Thomas H. Tobin, S.J., Reconfiguring Eschatological Imagery:
The Examples of Philo of Alexandria and Paul of Tarsus …………………… 351
Maren R. Niehoff, Justin’s Timaeus in Light of Philo’s……………………. 375

D. T. Runia, M. Alesso, K. Berthelot, E. Birnbaum, A. C. Geljon,
H. M. Keizer, J. Leonhardt-Balzer, M. R. Niehoff, S. J. K. Pearce,
T. Seland, Philo of Alexandria: An Annotated Bibliography 2013.………… 393
Supplement: A Provisional Bibliography 2014–2016.……………………….. 435

stpha-authors2016For various reasons, not all of the authors were able to be present at the dinner; here is D.T Runia, and the attending authors. From left: James Royse, Torrey Seland, Ellen Birnbaum, Greg. E. Sterling, David T. Runia, Maren Niehoff, and Sarah Pearce. In addition, several others were gathered at the event.

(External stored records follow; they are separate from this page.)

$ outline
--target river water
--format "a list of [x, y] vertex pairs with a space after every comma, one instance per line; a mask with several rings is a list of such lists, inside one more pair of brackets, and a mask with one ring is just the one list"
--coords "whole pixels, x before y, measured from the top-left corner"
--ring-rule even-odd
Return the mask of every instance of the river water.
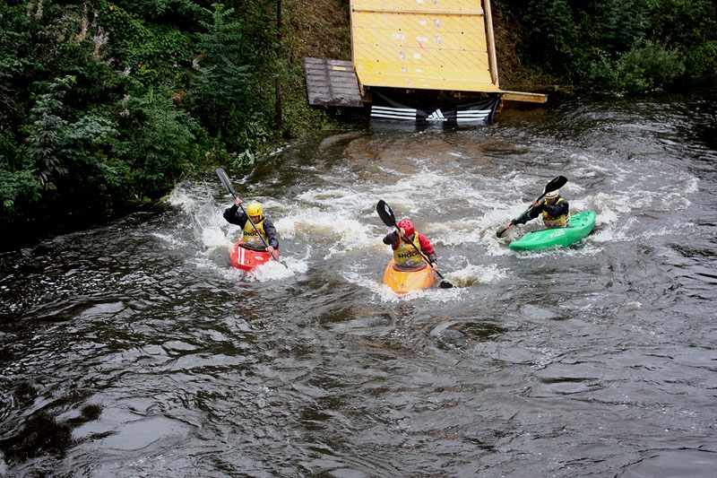
[[[2, 476], [713, 476], [717, 93], [327, 132], [0, 256]], [[496, 230], [564, 175], [592, 233]], [[384, 199], [453, 289], [382, 286]], [[6, 232], [7, 233], [7, 232]]]

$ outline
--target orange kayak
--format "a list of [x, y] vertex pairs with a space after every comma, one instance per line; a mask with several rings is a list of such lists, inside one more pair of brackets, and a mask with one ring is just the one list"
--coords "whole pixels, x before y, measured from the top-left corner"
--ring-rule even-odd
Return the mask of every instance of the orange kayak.
[[[276, 251], [276, 256], [279, 256], [279, 251]], [[231, 266], [243, 271], [251, 271], [271, 260], [272, 255], [268, 252], [242, 248], [241, 241], [235, 243], [229, 253]]]
[[397, 294], [405, 294], [411, 291], [426, 289], [433, 285], [436, 273], [428, 265], [418, 271], [396, 269], [393, 265], [393, 259], [391, 259], [384, 273], [384, 283]]

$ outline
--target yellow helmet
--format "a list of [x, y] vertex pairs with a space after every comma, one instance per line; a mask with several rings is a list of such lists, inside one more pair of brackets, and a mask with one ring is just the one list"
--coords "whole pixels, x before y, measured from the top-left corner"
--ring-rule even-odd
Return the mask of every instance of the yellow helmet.
[[250, 216], [261, 216], [262, 215], [262, 204], [259, 203], [252, 203], [246, 206], [246, 214]]

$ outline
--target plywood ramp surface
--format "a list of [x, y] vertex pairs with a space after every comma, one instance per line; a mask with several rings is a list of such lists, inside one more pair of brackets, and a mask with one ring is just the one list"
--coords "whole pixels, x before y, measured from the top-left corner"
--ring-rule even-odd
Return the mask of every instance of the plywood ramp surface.
[[500, 91], [479, 0], [351, 0], [351, 47], [362, 85]]

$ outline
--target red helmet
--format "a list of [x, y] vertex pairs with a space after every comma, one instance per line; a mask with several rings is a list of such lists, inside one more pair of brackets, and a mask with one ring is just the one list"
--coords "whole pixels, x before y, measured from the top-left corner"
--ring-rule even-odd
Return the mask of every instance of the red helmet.
[[401, 222], [398, 223], [398, 227], [406, 231], [406, 236], [412, 236], [413, 232], [416, 230], [413, 228], [413, 222], [408, 219], [402, 219]]

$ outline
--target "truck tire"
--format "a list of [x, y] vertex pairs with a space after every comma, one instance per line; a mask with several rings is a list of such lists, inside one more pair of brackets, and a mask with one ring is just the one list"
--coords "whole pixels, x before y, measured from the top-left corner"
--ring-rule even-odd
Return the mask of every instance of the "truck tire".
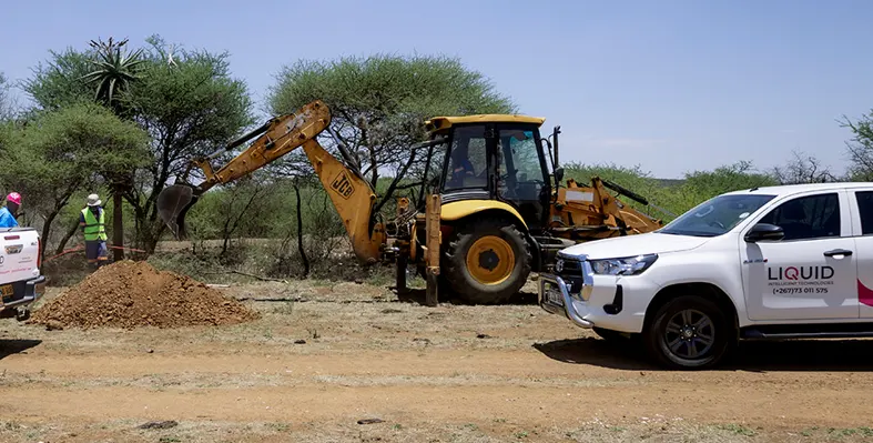
[[735, 332], [711, 300], [682, 295], [668, 301], [648, 322], [644, 344], [661, 365], [703, 370], [719, 364], [732, 349]]
[[473, 304], [499, 304], [527, 282], [531, 255], [518, 228], [490, 218], [457, 226], [444, 260], [444, 274], [456, 294]]

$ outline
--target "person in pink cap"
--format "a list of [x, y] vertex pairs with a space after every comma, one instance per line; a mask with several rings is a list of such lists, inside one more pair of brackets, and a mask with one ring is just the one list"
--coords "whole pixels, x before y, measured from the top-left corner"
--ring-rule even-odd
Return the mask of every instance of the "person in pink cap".
[[16, 214], [21, 207], [21, 194], [10, 192], [6, 197], [6, 207], [0, 208], [0, 228], [17, 228]]

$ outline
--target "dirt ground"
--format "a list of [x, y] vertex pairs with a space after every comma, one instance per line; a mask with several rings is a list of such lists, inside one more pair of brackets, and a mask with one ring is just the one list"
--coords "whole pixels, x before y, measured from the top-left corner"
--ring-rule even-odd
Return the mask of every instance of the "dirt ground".
[[752, 343], [722, 370], [667, 372], [532, 293], [427, 308], [355, 283], [222, 291], [263, 315], [133, 331], [4, 320], [0, 441], [873, 440], [869, 341]]

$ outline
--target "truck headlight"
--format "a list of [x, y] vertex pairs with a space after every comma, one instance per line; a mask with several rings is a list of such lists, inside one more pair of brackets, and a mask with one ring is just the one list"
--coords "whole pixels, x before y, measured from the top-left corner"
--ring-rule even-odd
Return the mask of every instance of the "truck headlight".
[[649, 269], [658, 254], [644, 254], [623, 259], [591, 260], [591, 270], [600, 275], [637, 275]]

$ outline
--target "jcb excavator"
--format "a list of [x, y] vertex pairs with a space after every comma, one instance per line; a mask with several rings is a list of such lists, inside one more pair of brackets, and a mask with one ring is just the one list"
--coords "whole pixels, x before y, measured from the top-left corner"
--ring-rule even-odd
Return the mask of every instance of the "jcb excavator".
[[[593, 178], [590, 187], [573, 180], [562, 184], [564, 170], [557, 168], [560, 127], [541, 138], [544, 121], [516, 114], [427, 120], [429, 141], [410, 149], [425, 150], [424, 169], [436, 179], [422, 183], [417, 205], [406, 197], [398, 198], [396, 218], [384, 222], [374, 211], [375, 190], [331, 129], [327, 105], [316, 100], [296, 113], [271, 119], [222, 151], [194, 160], [192, 167], [202, 170], [205, 180], [197, 185], [185, 183], [186, 172], [181, 183], [161, 192], [158, 208], [175, 236], [184, 239], [185, 213], [202, 193], [303, 147], [358, 260], [396, 263], [398, 290], [406, 288], [407, 266], [414, 265], [427, 281], [429, 305], [437, 303], [438, 289], [444, 285], [467, 302], [501, 303], [518, 292], [531, 271], [550, 270], [564, 248], [661, 226], [660, 220], [607, 191], [649, 204], [617, 184], [599, 178]], [[345, 162], [316, 140], [325, 130]], [[211, 160], [254, 137], [257, 139], [246, 150], [213, 170]]]

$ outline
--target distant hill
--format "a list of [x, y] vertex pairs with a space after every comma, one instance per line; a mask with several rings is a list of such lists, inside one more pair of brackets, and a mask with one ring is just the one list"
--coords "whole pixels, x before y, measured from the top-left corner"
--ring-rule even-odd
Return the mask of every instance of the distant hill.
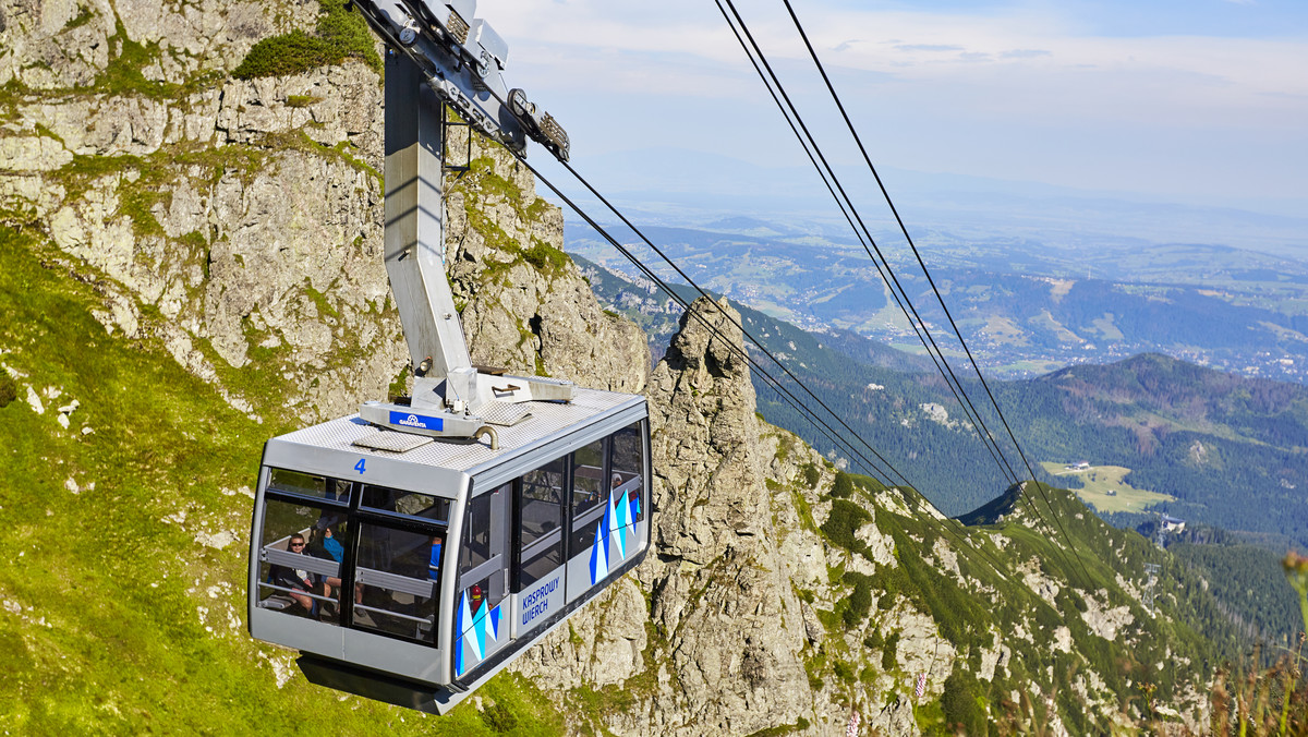
[[[633, 287], [595, 264], [583, 270], [603, 304], [644, 321], [651, 343], [658, 343], [655, 323], [674, 325], [675, 305], [651, 292], [651, 285]], [[947, 513], [974, 509], [1005, 488], [993, 458], [926, 359], [848, 331], [806, 333], [747, 308], [742, 319], [858, 436]], [[965, 363], [955, 361], [955, 367]], [[755, 381], [759, 408], [769, 422], [832, 452], [807, 419]], [[964, 384], [971, 395], [984, 398], [974, 378]], [[1045, 475], [1039, 461], [1124, 466], [1131, 469], [1125, 479], [1130, 486], [1176, 497], [1156, 511], [1258, 533], [1273, 547], [1308, 546], [1308, 495], [1303, 494], [1308, 488], [1308, 387], [1245, 378], [1156, 353], [990, 385], [1040, 478], [1061, 486], [1076, 483]], [[982, 419], [1003, 439], [993, 412]], [[1143, 520], [1113, 516], [1121, 525]]]
[[[644, 229], [706, 289], [804, 330], [850, 330], [920, 351], [863, 247], [812, 225], [749, 217]], [[633, 274], [593, 230], [569, 226], [568, 249]], [[645, 246], [629, 229], [611, 233]], [[948, 321], [901, 237], [876, 233], [905, 292], [937, 336]], [[1210, 243], [1090, 236], [914, 234], [977, 360], [1003, 377], [1159, 352], [1232, 370], [1308, 380], [1308, 263]], [[671, 278], [659, 259], [647, 259]], [[948, 350], [957, 344], [947, 338]]]

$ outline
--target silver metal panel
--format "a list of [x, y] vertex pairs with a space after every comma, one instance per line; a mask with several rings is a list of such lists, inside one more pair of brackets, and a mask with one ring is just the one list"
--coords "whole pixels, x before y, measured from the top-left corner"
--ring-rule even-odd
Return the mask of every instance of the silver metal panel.
[[531, 416], [530, 406], [508, 402], [483, 402], [476, 411], [483, 420], [500, 427], [513, 427]]
[[[383, 673], [394, 673], [424, 683], [442, 685], [449, 682], [449, 678], [442, 681], [441, 664], [447, 658], [439, 648], [392, 640], [360, 630], [343, 628], [341, 631], [345, 634], [344, 651], [343, 655], [334, 656], [336, 660], [373, 668]], [[300, 649], [318, 652], [311, 647], [301, 647]]]
[[[581, 390], [591, 391], [591, 390]], [[607, 394], [607, 393], [606, 393]], [[617, 397], [623, 397], [617, 394]], [[607, 437], [624, 427], [636, 423], [637, 420], [646, 419], [649, 416], [649, 410], [646, 408], [644, 398], [636, 398], [627, 406], [616, 408], [615, 411], [607, 412], [602, 416], [593, 418], [587, 424], [578, 424], [566, 433], [559, 437], [543, 439], [538, 442], [532, 442], [526, 448], [522, 448], [519, 453], [515, 454], [511, 463], [481, 463], [468, 473], [476, 478], [476, 488], [498, 487], [500, 484], [511, 480], [522, 474], [539, 469], [540, 466], [564, 456], [565, 453], [572, 453], [578, 448], [589, 445], [602, 437]], [[555, 404], [545, 404], [545, 407], [553, 407]], [[539, 414], [539, 410], [538, 410]], [[531, 420], [522, 423], [523, 425], [530, 425]], [[513, 428], [517, 429], [517, 428]], [[504, 435], [500, 436], [501, 442]], [[473, 492], [476, 494], [476, 492]]]
[[354, 439], [351, 445], [371, 448], [373, 450], [390, 450], [391, 453], [408, 453], [409, 450], [432, 442], [430, 437], [394, 429], [378, 429], [364, 437]]
[[510, 609], [513, 622], [509, 628], [513, 639], [523, 638], [555, 613], [561, 611], [566, 603], [564, 593], [564, 567], [560, 566], [521, 593], [513, 594]]
[[297, 651], [343, 660], [345, 653], [345, 632], [349, 632], [349, 630], [337, 624], [314, 622], [305, 617], [296, 617], [294, 614], [285, 614], [259, 606], [250, 609], [251, 635], [260, 640], [277, 643], [279, 645]]
[[445, 276], [443, 102], [403, 54], [386, 62], [386, 274], [413, 367], [471, 368]]
[[[467, 474], [477, 476], [476, 487], [480, 491], [490, 492], [505, 480], [535, 467], [530, 462], [538, 458], [542, 463], [551, 461], [647, 416], [644, 397], [596, 389], [578, 389], [577, 398], [566, 404], [539, 402], [530, 407], [530, 418], [498, 431], [498, 450], [492, 450], [484, 441], [439, 440], [407, 453], [366, 450], [352, 444], [374, 428], [352, 415], [269, 440], [264, 462], [301, 471], [318, 470], [341, 479], [358, 479], [361, 474], [354, 470], [354, 465], [362, 458], [370, 467], [377, 459], [378, 473], [392, 476], [404, 476], [402, 467], [417, 470], [419, 475], [411, 476], [408, 483], [387, 486], [421, 491], [453, 484], [455, 476]], [[300, 458], [303, 462], [296, 462]], [[488, 474], [509, 461], [513, 461], [508, 463], [513, 467], [511, 473]], [[439, 470], [451, 475], [439, 478]], [[362, 476], [369, 478], [368, 474]]]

David T. Runia is retiring

davidtrunia David T. Runia, one of the foremost Philo-scholars of our time, (co-)editor of The Studia Philonica Annual, (co-)editor of the Philo of Alexandria – Commentary Series,  convenor of the Philo Bibliography Project, a pillar in the SBL’s Philo Seminar,  and so much more in other fields I am not that familiar with, is retiring from his position as Master of Queen’s College, Queen’s College, The University of Melbourne at the end of this year.

Hence, to celebrate this occasion, and to demonstrate the importance of the role(s) he has played in the recent decades for so many Philo scholars, there was a dinner gathering after the Monday Philo seminar, and a Festschrift was presented to prof. Runia (see another post).

Speeches were held by several colleagues, and we had a wonderful dinner session together. Prof. Runia assured us all that his retirement was not supposed to  be a retirement from Philo studies, but rather the opposite … 🙂

The pictures below are taken at the dinner in the wine cellar of Zinc Bistro and Bar:
Greg. E. Sterling presents the Festschrift to David T. Runia.

Ellen Birnbaum (from left), Sarah Pearce and James Royse were selected to greet prof. Runia at the event, and made great speeches expressing their love and admiration of the retiring professor.

Usually Greg E. Sterling and David T. Runia are co-editors of The Studia Philonica, this time Sterling carried out that work alone, having gathered 15 colleagues as writers for the Festschrift (see the posting above).